You're right (and I think commenters saying that parent was talking about halting problem are wrong - it was clearly about chaotic systems, which are deterministic). And yet, this doesn't make the original statement - "we have no idea what happens in our own code" - any less true. Without even touching the halting problem, all code we write quickly explodes in complexity beyond our ability to mentally simulate it, and those of us who don't work on life critical systems are not paid for anything more than some unit tests and a cursory "uh, it looks ok to me" assessment.

[BraveNewCurency]

No, the parent is actually talking about the Halting Problem. It has been proven impossible to predict when a program will exit without actually executing the program. (except in a few trivial edge cases)

https://en.wikipedia.org/wiki/Halting_problem

[harveywi]

Minor detail, but the undecidability Halting Problem strictly requires an infinite tape (infinite storage space).
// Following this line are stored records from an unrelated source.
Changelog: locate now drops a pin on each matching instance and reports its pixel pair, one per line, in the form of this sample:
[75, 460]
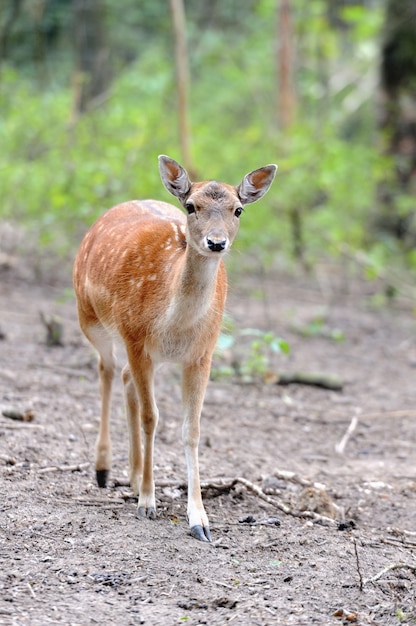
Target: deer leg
[194, 383]
[141, 368]
[133, 421]
[103, 343]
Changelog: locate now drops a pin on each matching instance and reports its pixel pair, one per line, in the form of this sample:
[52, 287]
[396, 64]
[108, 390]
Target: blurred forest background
[91, 91]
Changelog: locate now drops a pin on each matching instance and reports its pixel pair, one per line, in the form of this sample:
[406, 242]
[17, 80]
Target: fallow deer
[154, 277]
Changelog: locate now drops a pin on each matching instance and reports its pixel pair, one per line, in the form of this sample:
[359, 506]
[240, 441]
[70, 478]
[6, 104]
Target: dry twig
[389, 568]
[64, 468]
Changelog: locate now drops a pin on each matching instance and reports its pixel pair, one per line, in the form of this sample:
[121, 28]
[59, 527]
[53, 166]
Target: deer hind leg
[103, 343]
[194, 383]
[141, 368]
[134, 428]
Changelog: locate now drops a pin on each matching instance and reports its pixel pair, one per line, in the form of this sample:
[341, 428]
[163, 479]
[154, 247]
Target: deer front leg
[141, 368]
[134, 428]
[194, 383]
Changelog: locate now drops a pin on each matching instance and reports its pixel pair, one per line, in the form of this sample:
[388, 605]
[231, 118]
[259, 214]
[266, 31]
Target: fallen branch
[340, 447]
[317, 379]
[388, 569]
[64, 468]
[19, 416]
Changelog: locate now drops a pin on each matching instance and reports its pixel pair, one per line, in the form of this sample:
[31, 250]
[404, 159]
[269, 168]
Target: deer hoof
[201, 533]
[146, 512]
[102, 477]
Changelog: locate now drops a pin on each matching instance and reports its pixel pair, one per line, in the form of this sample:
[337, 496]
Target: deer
[154, 276]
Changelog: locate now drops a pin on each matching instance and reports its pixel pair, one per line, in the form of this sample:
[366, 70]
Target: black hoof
[149, 512]
[201, 533]
[102, 478]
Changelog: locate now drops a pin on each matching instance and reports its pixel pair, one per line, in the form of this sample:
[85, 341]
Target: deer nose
[216, 245]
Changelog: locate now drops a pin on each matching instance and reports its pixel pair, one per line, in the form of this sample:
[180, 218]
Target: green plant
[247, 353]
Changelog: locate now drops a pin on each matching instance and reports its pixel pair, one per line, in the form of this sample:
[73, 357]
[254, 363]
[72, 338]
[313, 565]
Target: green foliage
[58, 173]
[247, 353]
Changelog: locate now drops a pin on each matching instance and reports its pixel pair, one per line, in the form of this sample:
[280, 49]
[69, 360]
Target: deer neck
[193, 288]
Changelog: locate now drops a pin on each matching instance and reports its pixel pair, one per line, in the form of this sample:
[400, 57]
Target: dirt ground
[73, 554]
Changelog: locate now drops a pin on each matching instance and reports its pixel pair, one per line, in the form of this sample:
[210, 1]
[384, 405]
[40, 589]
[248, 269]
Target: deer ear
[256, 184]
[174, 176]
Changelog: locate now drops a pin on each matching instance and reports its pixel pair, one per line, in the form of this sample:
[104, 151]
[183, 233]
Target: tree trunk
[182, 76]
[92, 76]
[286, 99]
[398, 118]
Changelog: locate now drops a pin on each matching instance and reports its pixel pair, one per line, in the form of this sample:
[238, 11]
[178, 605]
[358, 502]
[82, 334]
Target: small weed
[250, 359]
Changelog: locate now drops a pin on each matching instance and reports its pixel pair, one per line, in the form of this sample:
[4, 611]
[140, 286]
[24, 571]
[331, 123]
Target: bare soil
[73, 554]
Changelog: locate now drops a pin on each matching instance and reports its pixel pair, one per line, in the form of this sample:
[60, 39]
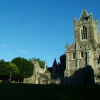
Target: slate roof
[84, 15]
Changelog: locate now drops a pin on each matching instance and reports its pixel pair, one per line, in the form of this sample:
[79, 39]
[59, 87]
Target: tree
[12, 69]
[41, 62]
[25, 67]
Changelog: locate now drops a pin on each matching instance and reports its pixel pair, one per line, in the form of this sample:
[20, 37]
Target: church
[72, 69]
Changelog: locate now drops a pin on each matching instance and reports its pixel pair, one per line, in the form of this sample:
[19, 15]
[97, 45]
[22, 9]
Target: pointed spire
[84, 14]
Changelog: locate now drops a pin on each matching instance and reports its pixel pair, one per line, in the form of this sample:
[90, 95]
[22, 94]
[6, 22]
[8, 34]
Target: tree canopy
[41, 62]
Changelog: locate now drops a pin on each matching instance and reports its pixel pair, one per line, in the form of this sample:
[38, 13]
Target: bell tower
[86, 29]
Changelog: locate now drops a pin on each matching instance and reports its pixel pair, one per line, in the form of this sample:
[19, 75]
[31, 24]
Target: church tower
[86, 29]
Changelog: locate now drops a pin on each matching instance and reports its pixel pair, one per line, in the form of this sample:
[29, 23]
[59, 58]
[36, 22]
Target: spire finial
[84, 5]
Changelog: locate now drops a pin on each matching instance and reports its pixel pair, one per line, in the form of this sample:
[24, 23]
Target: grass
[22, 91]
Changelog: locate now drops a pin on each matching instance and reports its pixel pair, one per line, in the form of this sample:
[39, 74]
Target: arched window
[81, 54]
[84, 33]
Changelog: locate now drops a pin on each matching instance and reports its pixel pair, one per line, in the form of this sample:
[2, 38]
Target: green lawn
[22, 91]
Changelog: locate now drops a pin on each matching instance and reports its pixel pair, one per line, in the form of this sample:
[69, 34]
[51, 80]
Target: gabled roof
[84, 15]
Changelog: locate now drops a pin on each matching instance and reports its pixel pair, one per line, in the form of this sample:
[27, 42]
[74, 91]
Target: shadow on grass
[22, 91]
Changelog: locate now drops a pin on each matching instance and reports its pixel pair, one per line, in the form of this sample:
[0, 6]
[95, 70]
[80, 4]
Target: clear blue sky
[40, 28]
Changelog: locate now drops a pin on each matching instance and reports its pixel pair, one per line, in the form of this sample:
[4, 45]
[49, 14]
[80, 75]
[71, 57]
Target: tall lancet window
[81, 34]
[84, 33]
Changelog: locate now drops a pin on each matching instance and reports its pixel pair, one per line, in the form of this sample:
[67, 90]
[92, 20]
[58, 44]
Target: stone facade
[79, 63]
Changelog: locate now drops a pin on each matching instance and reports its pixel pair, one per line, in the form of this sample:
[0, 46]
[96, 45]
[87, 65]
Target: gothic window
[84, 33]
[81, 54]
[99, 59]
[80, 46]
[81, 34]
[73, 55]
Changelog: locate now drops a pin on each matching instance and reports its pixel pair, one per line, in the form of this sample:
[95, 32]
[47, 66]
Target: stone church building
[72, 68]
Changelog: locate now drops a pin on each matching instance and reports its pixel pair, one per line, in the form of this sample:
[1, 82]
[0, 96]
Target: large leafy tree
[12, 69]
[3, 69]
[25, 67]
[41, 62]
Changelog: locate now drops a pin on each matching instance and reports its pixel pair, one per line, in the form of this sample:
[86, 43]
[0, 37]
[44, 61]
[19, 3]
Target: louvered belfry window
[84, 33]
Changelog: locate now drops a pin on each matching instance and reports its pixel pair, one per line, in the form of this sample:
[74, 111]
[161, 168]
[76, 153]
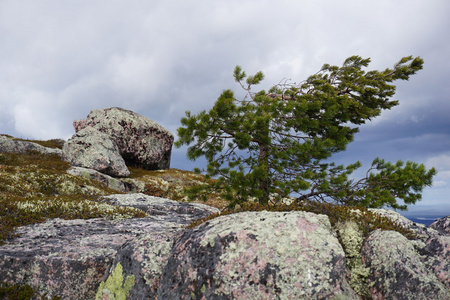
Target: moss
[35, 187]
[172, 184]
[115, 287]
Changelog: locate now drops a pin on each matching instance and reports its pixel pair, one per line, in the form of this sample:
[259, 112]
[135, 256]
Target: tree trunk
[264, 181]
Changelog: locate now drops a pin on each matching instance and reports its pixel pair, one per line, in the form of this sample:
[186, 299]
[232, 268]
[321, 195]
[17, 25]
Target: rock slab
[140, 140]
[90, 148]
[257, 255]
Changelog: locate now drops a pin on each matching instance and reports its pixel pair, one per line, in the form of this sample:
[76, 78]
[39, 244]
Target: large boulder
[69, 258]
[140, 140]
[257, 255]
[397, 271]
[8, 144]
[90, 148]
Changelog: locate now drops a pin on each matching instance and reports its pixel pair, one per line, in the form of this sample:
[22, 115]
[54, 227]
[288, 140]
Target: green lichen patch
[20, 292]
[35, 187]
[115, 287]
[366, 220]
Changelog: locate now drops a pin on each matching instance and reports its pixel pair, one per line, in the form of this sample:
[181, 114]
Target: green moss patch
[35, 187]
[20, 292]
[172, 183]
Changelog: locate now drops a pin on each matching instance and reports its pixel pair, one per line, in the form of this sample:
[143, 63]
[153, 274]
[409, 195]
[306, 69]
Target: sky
[60, 59]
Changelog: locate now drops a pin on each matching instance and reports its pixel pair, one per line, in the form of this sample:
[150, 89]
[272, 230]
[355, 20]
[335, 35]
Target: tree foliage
[272, 144]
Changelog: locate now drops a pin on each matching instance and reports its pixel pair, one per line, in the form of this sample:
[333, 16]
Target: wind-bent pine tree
[273, 144]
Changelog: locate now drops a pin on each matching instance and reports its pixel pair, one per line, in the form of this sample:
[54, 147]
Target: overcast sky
[59, 59]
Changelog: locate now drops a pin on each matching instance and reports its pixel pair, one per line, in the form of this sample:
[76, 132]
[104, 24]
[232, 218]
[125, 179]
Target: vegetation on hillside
[273, 144]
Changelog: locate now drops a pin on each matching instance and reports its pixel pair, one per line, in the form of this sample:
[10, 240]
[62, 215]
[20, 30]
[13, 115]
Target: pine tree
[273, 144]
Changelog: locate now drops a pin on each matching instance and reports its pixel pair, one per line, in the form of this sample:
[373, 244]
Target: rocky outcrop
[140, 140]
[90, 148]
[70, 258]
[249, 255]
[122, 185]
[258, 255]
[8, 144]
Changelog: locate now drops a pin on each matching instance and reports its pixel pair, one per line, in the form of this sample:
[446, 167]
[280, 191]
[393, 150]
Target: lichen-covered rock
[141, 141]
[397, 270]
[11, 145]
[442, 225]
[143, 259]
[257, 255]
[438, 257]
[69, 258]
[419, 229]
[90, 148]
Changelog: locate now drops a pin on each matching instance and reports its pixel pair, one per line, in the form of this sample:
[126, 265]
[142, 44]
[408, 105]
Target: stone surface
[257, 255]
[90, 148]
[140, 140]
[397, 271]
[69, 258]
[161, 207]
[11, 145]
[419, 229]
[437, 251]
[442, 225]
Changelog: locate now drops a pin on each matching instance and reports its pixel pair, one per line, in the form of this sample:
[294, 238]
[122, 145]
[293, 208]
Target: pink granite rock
[140, 140]
[438, 257]
[397, 271]
[442, 225]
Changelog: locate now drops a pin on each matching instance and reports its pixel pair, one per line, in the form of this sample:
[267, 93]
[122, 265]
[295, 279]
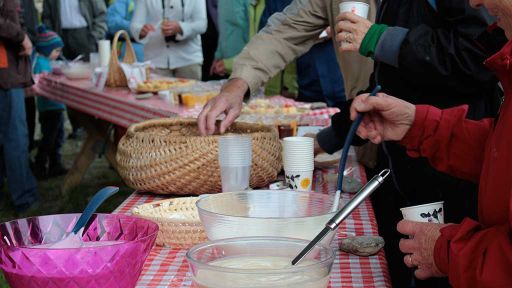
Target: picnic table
[168, 267]
[114, 109]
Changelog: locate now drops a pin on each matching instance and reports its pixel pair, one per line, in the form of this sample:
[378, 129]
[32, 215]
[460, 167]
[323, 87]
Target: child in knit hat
[51, 114]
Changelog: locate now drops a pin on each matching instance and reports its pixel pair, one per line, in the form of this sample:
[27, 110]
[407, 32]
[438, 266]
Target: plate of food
[154, 86]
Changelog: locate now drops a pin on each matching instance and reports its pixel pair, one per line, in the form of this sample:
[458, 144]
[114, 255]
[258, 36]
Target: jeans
[15, 157]
[52, 127]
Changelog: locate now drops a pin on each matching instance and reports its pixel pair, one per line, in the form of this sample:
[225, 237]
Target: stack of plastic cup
[298, 158]
[235, 160]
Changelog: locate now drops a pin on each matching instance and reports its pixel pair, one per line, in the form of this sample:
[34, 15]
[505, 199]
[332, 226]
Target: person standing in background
[170, 31]
[15, 51]
[210, 39]
[119, 17]
[48, 162]
[239, 21]
[80, 23]
[29, 21]
[318, 74]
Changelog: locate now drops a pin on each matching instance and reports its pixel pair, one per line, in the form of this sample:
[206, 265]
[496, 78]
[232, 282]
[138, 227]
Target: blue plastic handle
[348, 141]
[95, 202]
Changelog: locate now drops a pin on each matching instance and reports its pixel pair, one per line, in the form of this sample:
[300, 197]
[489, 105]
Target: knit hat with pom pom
[47, 41]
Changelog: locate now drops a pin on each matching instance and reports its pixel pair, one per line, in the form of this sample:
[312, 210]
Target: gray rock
[362, 245]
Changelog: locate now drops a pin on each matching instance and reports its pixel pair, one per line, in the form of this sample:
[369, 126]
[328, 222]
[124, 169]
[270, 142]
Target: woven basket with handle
[178, 220]
[116, 77]
[168, 156]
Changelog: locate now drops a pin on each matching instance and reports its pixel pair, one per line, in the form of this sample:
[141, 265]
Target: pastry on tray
[162, 84]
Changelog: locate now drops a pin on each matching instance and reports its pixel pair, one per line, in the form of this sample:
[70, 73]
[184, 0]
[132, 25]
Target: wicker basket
[180, 226]
[168, 156]
[116, 77]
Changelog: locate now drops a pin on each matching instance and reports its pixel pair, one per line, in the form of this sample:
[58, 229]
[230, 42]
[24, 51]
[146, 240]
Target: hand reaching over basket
[228, 102]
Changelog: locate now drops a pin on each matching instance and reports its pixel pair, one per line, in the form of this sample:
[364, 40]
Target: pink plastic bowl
[115, 265]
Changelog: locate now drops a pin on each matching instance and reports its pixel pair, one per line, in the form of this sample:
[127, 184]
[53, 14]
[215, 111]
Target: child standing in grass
[51, 114]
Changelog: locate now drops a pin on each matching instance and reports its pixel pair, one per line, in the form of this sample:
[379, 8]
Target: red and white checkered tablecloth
[119, 106]
[114, 105]
[167, 267]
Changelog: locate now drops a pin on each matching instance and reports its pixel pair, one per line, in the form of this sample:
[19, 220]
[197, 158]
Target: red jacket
[473, 254]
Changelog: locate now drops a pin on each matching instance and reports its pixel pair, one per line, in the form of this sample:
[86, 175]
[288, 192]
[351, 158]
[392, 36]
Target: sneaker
[40, 171]
[57, 171]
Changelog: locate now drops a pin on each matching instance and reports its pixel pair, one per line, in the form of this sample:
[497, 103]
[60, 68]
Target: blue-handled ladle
[74, 239]
[335, 221]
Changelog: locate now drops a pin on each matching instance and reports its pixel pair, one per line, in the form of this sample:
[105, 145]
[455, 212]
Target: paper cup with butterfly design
[299, 180]
[430, 213]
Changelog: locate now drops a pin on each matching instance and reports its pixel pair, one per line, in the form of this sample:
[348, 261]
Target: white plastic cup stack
[430, 213]
[298, 158]
[235, 160]
[104, 52]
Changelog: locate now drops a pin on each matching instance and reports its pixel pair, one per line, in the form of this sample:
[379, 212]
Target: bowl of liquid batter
[257, 262]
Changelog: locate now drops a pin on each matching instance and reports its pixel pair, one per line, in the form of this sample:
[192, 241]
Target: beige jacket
[292, 33]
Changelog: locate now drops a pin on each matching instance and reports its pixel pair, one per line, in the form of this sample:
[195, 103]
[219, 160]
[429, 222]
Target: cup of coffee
[429, 213]
[359, 8]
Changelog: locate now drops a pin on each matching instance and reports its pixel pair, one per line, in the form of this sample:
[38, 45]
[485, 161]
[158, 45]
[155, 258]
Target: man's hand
[218, 68]
[26, 47]
[387, 118]
[146, 29]
[351, 30]
[171, 28]
[419, 247]
[229, 101]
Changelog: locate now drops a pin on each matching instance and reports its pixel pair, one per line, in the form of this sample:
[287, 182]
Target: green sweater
[238, 23]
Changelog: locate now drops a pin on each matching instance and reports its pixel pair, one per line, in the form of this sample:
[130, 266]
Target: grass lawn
[52, 200]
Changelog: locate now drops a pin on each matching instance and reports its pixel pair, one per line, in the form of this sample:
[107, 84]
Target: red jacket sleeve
[451, 143]
[473, 256]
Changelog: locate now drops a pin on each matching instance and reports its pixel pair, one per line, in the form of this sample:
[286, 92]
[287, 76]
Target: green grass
[52, 200]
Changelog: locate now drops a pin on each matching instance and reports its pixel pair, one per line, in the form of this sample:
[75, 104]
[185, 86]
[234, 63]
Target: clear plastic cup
[235, 178]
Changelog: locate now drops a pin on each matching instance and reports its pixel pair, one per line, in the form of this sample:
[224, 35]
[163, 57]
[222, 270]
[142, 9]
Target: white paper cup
[298, 153]
[299, 180]
[235, 179]
[359, 8]
[235, 150]
[104, 52]
[430, 213]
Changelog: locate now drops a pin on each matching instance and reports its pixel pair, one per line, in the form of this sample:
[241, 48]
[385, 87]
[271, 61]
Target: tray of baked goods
[157, 85]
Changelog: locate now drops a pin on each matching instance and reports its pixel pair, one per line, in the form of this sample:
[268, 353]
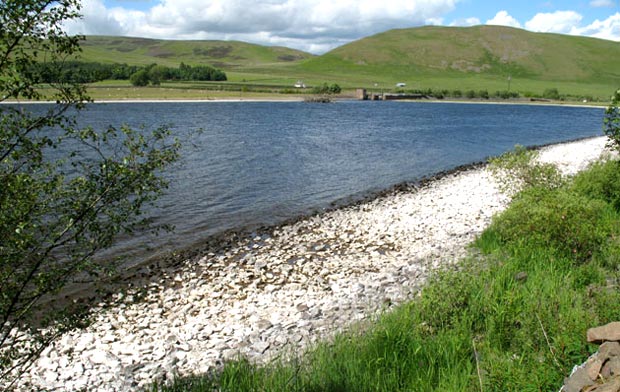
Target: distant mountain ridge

In "practice", if you could call it such, a computer with limited memory becomes a "linear bounded automaton" and the Halting Problem is decidable; cf. http://cs.stackexchange.com/q/22925

Of course, big enough memory can mean that it can be impossible to detect termination before the heat death of the universe - we are talking theory here.

[beaconstudios]

actually, the proof for the halting problem is rather esoteric in its demonstration. The claim isn't that you can't predict when most programs will end, but that it's possible to construct a scenario where the program goes out of its way to be unpredictable by running the prediction algorithm on itself and inverting the answer using an infinite loop.

[andrepd]

No, I don't think you quite get it. What OP meant, in more rigorous terms, is: write me a function that takes "b" as an argument and returns whether the function will terminate or not when I replace 3.59 with "b". As it turns out, this is not at all simple. But you don't even need to go there. For some values of "b", the program doesn't terminate, and it's not trivial to show it. What are you going to do? Run the program forever? You can never prove it won't terminate in the next iteration.

[Retric]

Machine has finite precision, as soon as it repeats a previous state it's in an infinite loop. And no you don't need to run this on an arbitrarily large computer, two computers running at different speeds where you compare state after each step also works.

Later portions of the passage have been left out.